Rollerball, James Caan en pleine dystopie

Pour rendre hommage à James Caan, on se replonge dans quelques-uns de ses rôles les plus célèbres. Dans ROLLERBALL, il intègre un univers de science-fiction assez austère qui est devenu culte pour toute une génération de cinéphiles.
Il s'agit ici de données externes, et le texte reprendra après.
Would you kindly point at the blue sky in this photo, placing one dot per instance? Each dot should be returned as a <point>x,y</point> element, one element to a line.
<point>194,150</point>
En l’an 2018, les cadres dirigeants se sont substitués aux hommes politiques, et les Etats ont été remplacés par six départements mondiaux : Énergie, Luxe, Alimentation, Logement, Communications et Transports. Grâce à cette organisation, tous les hommes jouissent d’un confort matériel inégalé. Mais une société en paix a besoin de purger les pulsions violentes de ses membres. C’est dans ce but qu’a été créé le rollerball, un sport très violent, à la fois mélange de hockey, de boxe, de football américain… Jonathan E. (Caan), capitaine de l’équipe de Houston et véritable star mondiale, se voit un jour convoqué par Bartholomew (John Houseman), l’un des plus importants organisateurs du rollerball. Craignant la popularité de Jonathan, il souhaiterait voir celui-ci prendre sa retraite. Mais cette proposition n’est pas du goût du sportif, qui refuse. Entre les deux hommes commence alors, par matchs interposés, une lutte sans merci….
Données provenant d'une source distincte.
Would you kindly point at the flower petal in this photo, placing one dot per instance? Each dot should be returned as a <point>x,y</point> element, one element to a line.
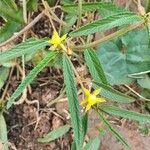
<point>101,100</point>
<point>55,36</point>
<point>86,92</point>
<point>83,102</point>
<point>63,37</point>
<point>96,92</point>
<point>63,47</point>
<point>88,107</point>
<point>50,41</point>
James Caan choisi pour sa force

C’est Norman Jewison qui s’occupe de l’adaptation de la nouvelle écrite par William Harrison et intitulée MEURTRE AU JEU DE BOULES. C’est un cinéaste de belle renommée, qui a déjà tourné avec Steve McQueen (LE KID DE CINCINNATI, L’AFFAIRE THOMAS CROWN) et Sydney Poitier (DANS LA CHALEUR

DE LA NUIT), et qui s’attaque alors à un style différent qui projette un avenir peu radieux. C’est en voyant James Caan dans un rôle physique pour le téléfilm BRIAN’S SONG que Jewison le choisira pour incarner le rôle principal. Il s’entraînera dur pour être crédible sur la glace tandis qu’il réalisera lui-même l’ensemble de ses cascades ! Pour l’anecdote, il aurait même pu travailler avec un certain Sylvester Stallone puisque le futur interprète de Rocky avait auditionné pour jouer Moonpie. Il ne sera finalement pas retenu, John Beck ayant eu la préférence du cinéaste.
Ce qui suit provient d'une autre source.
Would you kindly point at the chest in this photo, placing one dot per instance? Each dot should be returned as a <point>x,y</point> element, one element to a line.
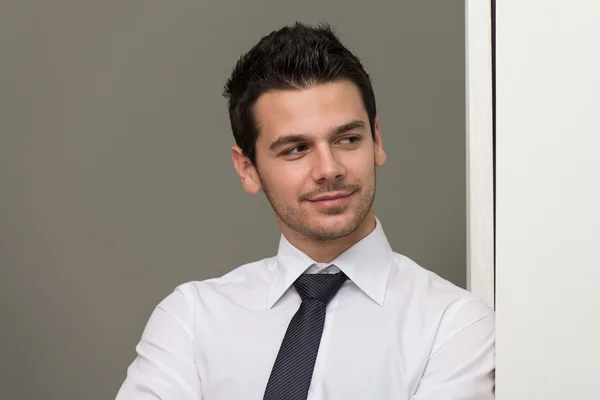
<point>366,351</point>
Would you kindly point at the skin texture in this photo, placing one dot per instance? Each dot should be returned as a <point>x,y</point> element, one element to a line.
<point>315,142</point>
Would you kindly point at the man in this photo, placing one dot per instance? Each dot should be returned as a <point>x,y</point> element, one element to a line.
<point>336,314</point>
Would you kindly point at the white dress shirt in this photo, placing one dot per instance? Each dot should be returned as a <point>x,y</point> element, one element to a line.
<point>393,331</point>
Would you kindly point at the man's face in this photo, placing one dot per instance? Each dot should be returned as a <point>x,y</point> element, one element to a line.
<point>316,159</point>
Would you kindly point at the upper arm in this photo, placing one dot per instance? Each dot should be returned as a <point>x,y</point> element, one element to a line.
<point>462,363</point>
<point>164,367</point>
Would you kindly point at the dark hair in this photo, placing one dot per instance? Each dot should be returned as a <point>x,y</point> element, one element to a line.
<point>290,58</point>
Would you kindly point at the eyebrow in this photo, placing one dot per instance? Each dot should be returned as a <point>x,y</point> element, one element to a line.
<point>295,138</point>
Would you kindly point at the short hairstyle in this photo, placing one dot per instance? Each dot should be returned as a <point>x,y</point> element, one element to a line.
<point>293,57</point>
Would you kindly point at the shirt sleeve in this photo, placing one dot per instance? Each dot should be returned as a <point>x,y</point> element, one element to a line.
<point>164,367</point>
<point>462,363</point>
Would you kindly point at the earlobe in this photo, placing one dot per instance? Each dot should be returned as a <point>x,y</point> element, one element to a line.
<point>246,171</point>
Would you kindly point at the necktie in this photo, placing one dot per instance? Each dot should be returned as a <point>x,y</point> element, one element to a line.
<point>292,372</point>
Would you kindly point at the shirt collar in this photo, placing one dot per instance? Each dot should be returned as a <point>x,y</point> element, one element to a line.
<point>367,264</point>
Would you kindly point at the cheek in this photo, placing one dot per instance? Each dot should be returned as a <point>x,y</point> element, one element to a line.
<point>285,182</point>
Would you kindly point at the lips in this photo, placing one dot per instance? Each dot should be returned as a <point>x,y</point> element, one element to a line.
<point>332,200</point>
<point>331,196</point>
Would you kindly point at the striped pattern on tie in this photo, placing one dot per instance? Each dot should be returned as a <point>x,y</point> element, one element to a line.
<point>293,368</point>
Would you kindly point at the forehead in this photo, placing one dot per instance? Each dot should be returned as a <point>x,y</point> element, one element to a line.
<point>315,110</point>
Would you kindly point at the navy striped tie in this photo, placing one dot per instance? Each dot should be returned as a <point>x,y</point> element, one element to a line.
<point>292,372</point>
Près de 47 ans après sa sortie, ROLLERBALL emballe toujours pas sa dimension politique et la force de son récit. Le casting excelle avec, à sa tête, un James Caan impressionnant de charisme. Malgré des critiques assez mitigées à sa sortie, l’impact du film sera incontestable, à tel point que Norman Jewison fut contacté par de nombreux promoteurs intéressés pour acheter les droits du… Rollerball ! Il y avait en effet une véritable ambition de créer un championnat de ce sport fictif. Heureusement, cette limite n’a (pour le moment) jamais été atteinte.